Todo fue diabólicamente extraño. Ocurrió
mientras corregía aquella historia del hombre que una noche se acerca
sigilosamente a la cama de su mujer dormida, con un hacha en alto (no sé por
qué elegí un hacha: ésta aún no estaba allí, llamándome desde la pared con un
grito negro, desafiándome a celebrar una vez más la monstruosa ceremonia).
Imaginé, de pronto, que el hombre no mataba a la mujer. Se arrepiente, y no
mata.
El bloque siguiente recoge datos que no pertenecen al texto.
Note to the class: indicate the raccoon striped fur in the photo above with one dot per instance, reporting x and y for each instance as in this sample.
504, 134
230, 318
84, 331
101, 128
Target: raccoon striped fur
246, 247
El horror consistía, justamente, en eso: él guardará para siempre el
secreto de aquel juego; ella dormirá toda su vida junto al hombre que esa noche
estuvo a punto de deshacer, a golpes, su luminosa cabeza rubia (por qué rubia y
luminosa, por qué no podía dejar de imaginarme el esplendor de su pelo sobre la
almohada), y ese secreto intolerable sería la infinita venganza de aquel
hombre. La historia, así resuelta, me pareció mucho más bella y perversa que la
historia original.
Inútilmente, traté de reescribirla. Como
si alguien me hubiese robado las palabras, era incapaz de narrar la sigilosa
inmovilidad de la luna en la ventana, el trunco dibujo del hacha ahora detenida
en el aire, el pelo de la mujer dormida, los párpados del hombre abiertos en la
oscuridad, su odio tumultuoso paralizado de pronto y transformándose en un odio
sutil, triunfal, mucho más atroz por cuanto aplacaba, al mismo tiempo, al amor
y a la venganza.
Me sentí incapaz, durante días, de hacer algo con aquello. Una
tarde, mientras hojeaba por distraerme un libro de cacerías, vi el grabado de
una pantera. Las panteras irrumpen en el templo, pensé absurdamente. Más que
pensarlo, casi lo oí. Era el comienzo de una frase en alemán que yo había leído
hacía muchos años, ya no recordaba quién la había escrito, ni comprendí por qué
me llenaba de una salvaje felicidad. Entonces sentí como si una corriente
eléctrica me atravesara el cuerpo, una idea, súbita y deslumbrante como un
relámpago de locura. No sé en qué momento salí a la calle; sé que esa misma
noche yo estaba en este cuarto mirando fascinado el hacha. Después, lentamente
la descolgué. No era del todo como yo la había imaginado: se parece más a un
hacha de guerra del siglo XIV, es algo así como una pequeña hacha vikinga con
tientos en la empañadura y hoja negra. Mi mujer se había reído con ternura al
verla, yo nunca me resignaría a abandonar la infancia. El día siguiente fue
como cualquier otro. No recuerdo ningún acontecimiento extraño o anormal hasta
mucho después. Una noche, al acostarse, mi mujer me miró con preocupación.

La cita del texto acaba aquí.